Mr. Cosby has not lost a touch of his wit and observation on the human condition in particularly as it relates to getting married, being a husband and of course, having children. In a way this is not very different from his concert film in 1983 except that now we have it from the perspective of a man who has been working in comedy nonstop for fifty one years and is now in his mid seventies. There are moments of pure brilliance and never does he utter a single word that remotely sounds like a four letter word. I want to state that this is a comedy concert that can be enjoyed by all members of the family, but the truth is there are points where I felt I would have gotten a lot more out of it if I had a better personal frame of reference since I am still a single man today, but even if I were married with children I think the older one is who watches this video, the more they will get out of it. I have to lend this to my parents now that I have seen it. The other effect that comes across from watching Bill Cosby ...Far From Finished is that it is hard not to watch Mr. Cosby and not be reminded of all of the comedic impressions done of him since Eddie Murphy did his own impression in the hilarious concert film Raw back in the late1980s. Still it is hard not to be in awe of Mr. Cosby, especially when he is interviewed by Comedian, Filmmaker and the Director of this concert program for Comedy Central, Robert Townsend. The 48 minute interview with Mr. Cosby recorded after the taping of the show is one of the most candid interviews I have ever seen the man give as he discuses how he came into comedy from learning to be a storyteller. His advice to young comedians is "Don't be afraid of the smiles." He talks about his first appearance on The Tonight Show after only working in comedy for seven months, dealing with the jealousy of others and his strong regards and respect for the comedians who were his contemporaries and roll models like Jerry Lewis, George Carlin, Dick Gregory, Jonathan Winters and Lenny Bruce. For me I found this interview to be more engaging because it was my experience working as an intern on The Cosby Show that made me want to become a storyteller myself and where I consciously became aware that what I wanted to do was write and I have been doing so ever since. Once again, "Thank you Mr. Cosby."
Other extra value features besides the featurette on the students (5:02) and the interview he gives to Robert Townsend (48:45) is footage from the music recording session that is used when Mr. Cosby enters and exits on in the show (2;24) and fan reactions before and after the show (2:51).
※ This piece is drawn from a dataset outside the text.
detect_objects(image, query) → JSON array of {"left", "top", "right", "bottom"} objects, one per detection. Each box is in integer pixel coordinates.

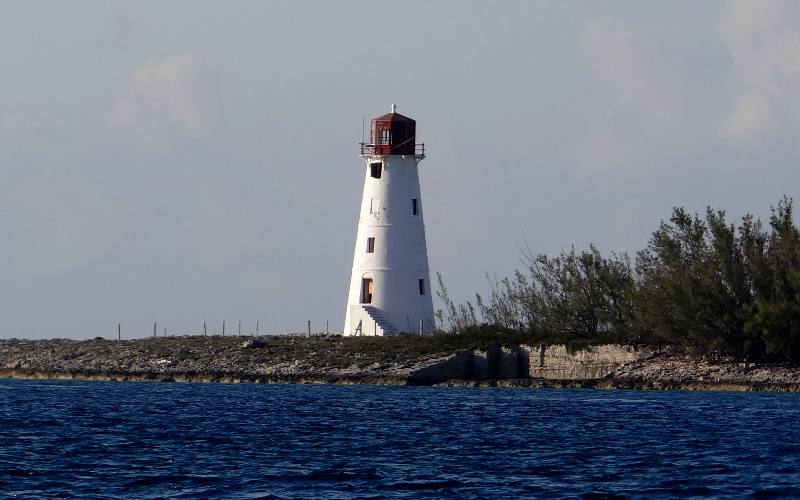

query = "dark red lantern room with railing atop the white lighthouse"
[{"left": 361, "top": 104, "right": 425, "bottom": 156}]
The concert itself along with all of the extra value features on Blu-ray Disc are presented in full 16 by 9 widescreen 1080p HD with a choice of English Dolby TrueHD or Dolby Digital Stereo for the concert itself as well as English Subtitles for the Deaf and Hearing Impaired accessible throughout not only the concert, but all of the bonus materials too. The concert is also available on standard definition DVD with English Dolby Digital 5.1 Surround Sound and Stereo Sound listening options.
Bill Cosby ...Far From Finished will debut on both Blu-ray Disc and DVD, but sold separately, on Tuesday, November 26, 2013 courtesy of Comedy Central and Paramount Home Entertainment.